S’agissant de l’activité d’accrocheur machiniste, les collègues de Monsieur X expliquent que (Monsieur E F) « J’ai travaillé de 1990 à 1999 à la société UGINE d’Isbergues avec Monsieur X. Les travaux consistaient à rentrer des rames de wagons pour chargements de brames laminées pleines de poussières d’amiante que l’on respirait et avalait. [..] L’accrocheur était en queue de train, ce qui avait pour conséquence avec l’air, le vent de respirer toute la poussière d’amiante qu’il y avait sur les brames », (Monsieur G H) « Nous avons travaillé à USINOR UGINE au contact de l’amiante sur des capots de couveuses qui devaient être retirés en notre présence et que l’intérieur du capot était plein d’amiante pour pouvoir garder les brames chaudes le temps du transport », (Monsieur I J) « J’ai travaillé de 1990 à 1999 la société UGINE ex USINOR à Isbergues en compagnie de Monsieur X. Les travaux consistaient à recevoir une rame de 20 wagons couveuses vides à la gare SNCF d’Isbergues en provenance de Dunkerque ou de la Belgique. Ces wagons couveuses étaient constitués de grands couvercles scellés avec des boulons à ailettes, 10 par wagons, que l’on devait desserrer à l’aide de petits marteaux. À l’intérieur de ces grands couvercles se trouvaient des couches et joints d’amiante qui servaient à maintenir la chaleur des brames pour leur destination. De cette étape décrite précédemment s’échappaient des fibres d’amiante que l’on respirait ».

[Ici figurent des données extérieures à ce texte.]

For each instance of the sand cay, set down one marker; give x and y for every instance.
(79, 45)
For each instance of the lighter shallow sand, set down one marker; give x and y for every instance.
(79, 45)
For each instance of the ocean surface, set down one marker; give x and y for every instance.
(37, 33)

Il ressort de ces attestations que Monsieur X, même s’il ne manipulait pas directement et
habituellement de l’amiante, est susceptible d’avoir été exposé au risque d’inhalation de poussières d’amiante en provenance des wagons couveuses, et ce quotidiennement durant au moins dix années.

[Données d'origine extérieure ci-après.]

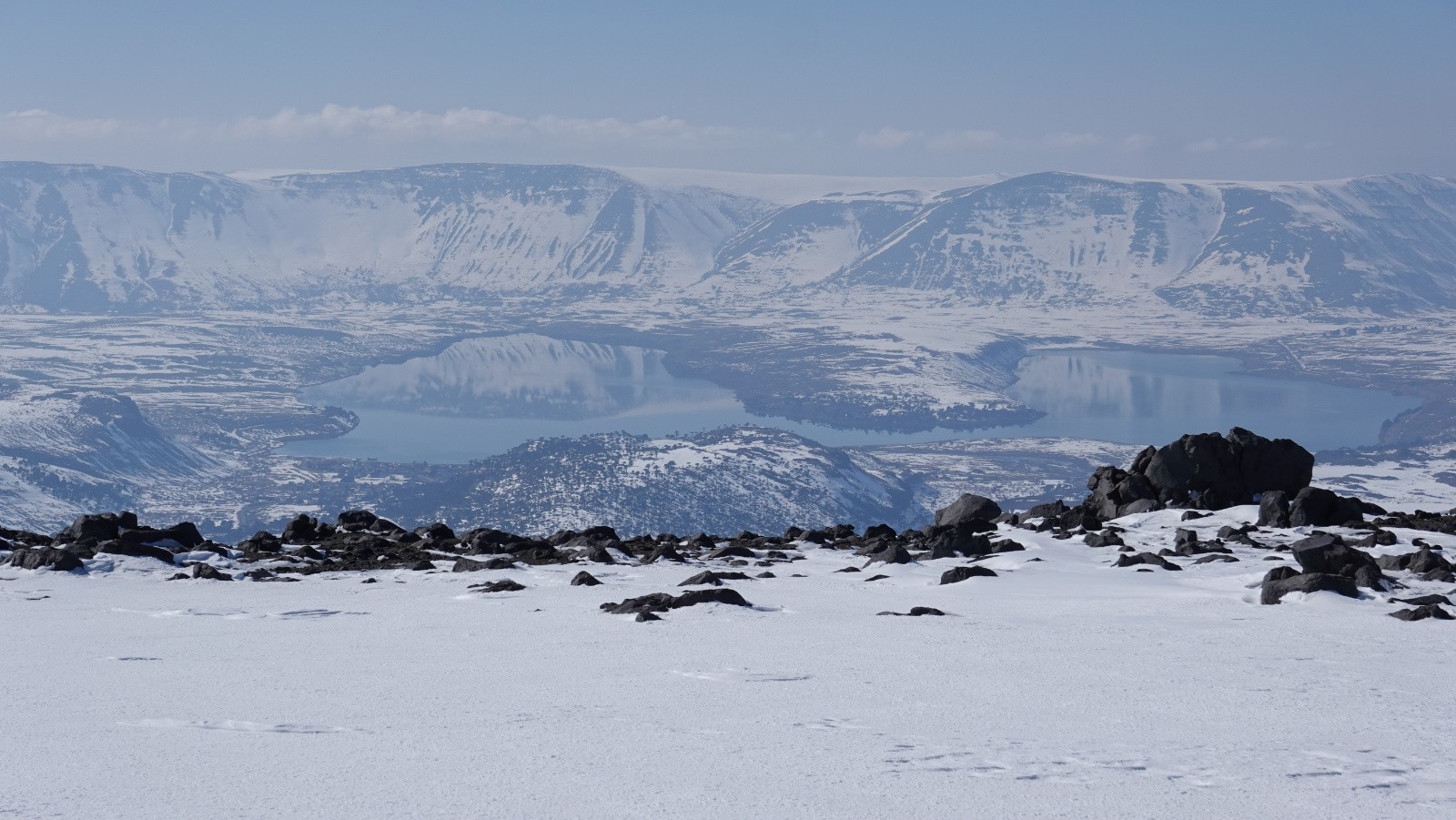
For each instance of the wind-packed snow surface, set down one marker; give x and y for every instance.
(1060, 688)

Pour s’opposer à la consultation d’un deuxième CRRMP, Monsieur X soutient, au visa d’un arrêt du 28 janvier 2021 de la Cour de cassation (pourvoi n° 20-11.986 'contre l’arrêt rendu le'5'décembre'2019'par la cour d’appel d’Amiens, 2e’chambre, protection sociale), que les dispositions de l’article R. 142-24-2 du code de la sécurité sociale ne trouvent pas à s’appliquer lorsque la juridiction constate que toutes les conditions du tableau de maladie professionnelle sont remplies.
Or en l’espèce, si la condition de délai de prise en charge est remplie, contrairement à ce qu’a pu considérer la caisse, il n’en est pas de même de la liste limitative des travaux susceptibles de provoquer la maladie, dès lors que l’activité d’accrocheur machiniste, ou encore d’accrocheur et agent de traction pour reprendre la définition qu’en donne l’employeur, ne paraît pas pouvoir être rattachée à la liste limitative des travaux du tableau n° 30 bis.
En conséquence, il convient, avant de statuer sur la demande du salarié en reconnaissance de la faute inexcusable de l’employeur, de recueillir préalablement l’avis d’un comité régional de reconnaissance des maladies professionnelles autre que celui qui a déjà été saisi par la caisse.
PAR CES MOTIFS
La cour, statuant publiquement par arrêt contradictoire avant dire droit,
DÉSIGNE le Comité régional de reconnaissance des maladies professionnelles d’Île-de-France afin de recueillir son avis sur la question de savoir si la maladie déclarée par Monsieur X peut être reconnue d’origine professionnelle';
DIT que l’affaire sera rappelée à l’audience du 22 février 2022 à 13h30
DIT que la notification aux parties de l’arrêt vaut convocation à l’audience du 22 février 2022 à 13h30
RÉSERVE les dépens.
Prononcé par mise à disposition de l’arrêt au greffe de la cour, les parties en ayant été préalablement avisées dans les conditions prévues au deuxième alinéa de l’article 450 du code de procédure civile'.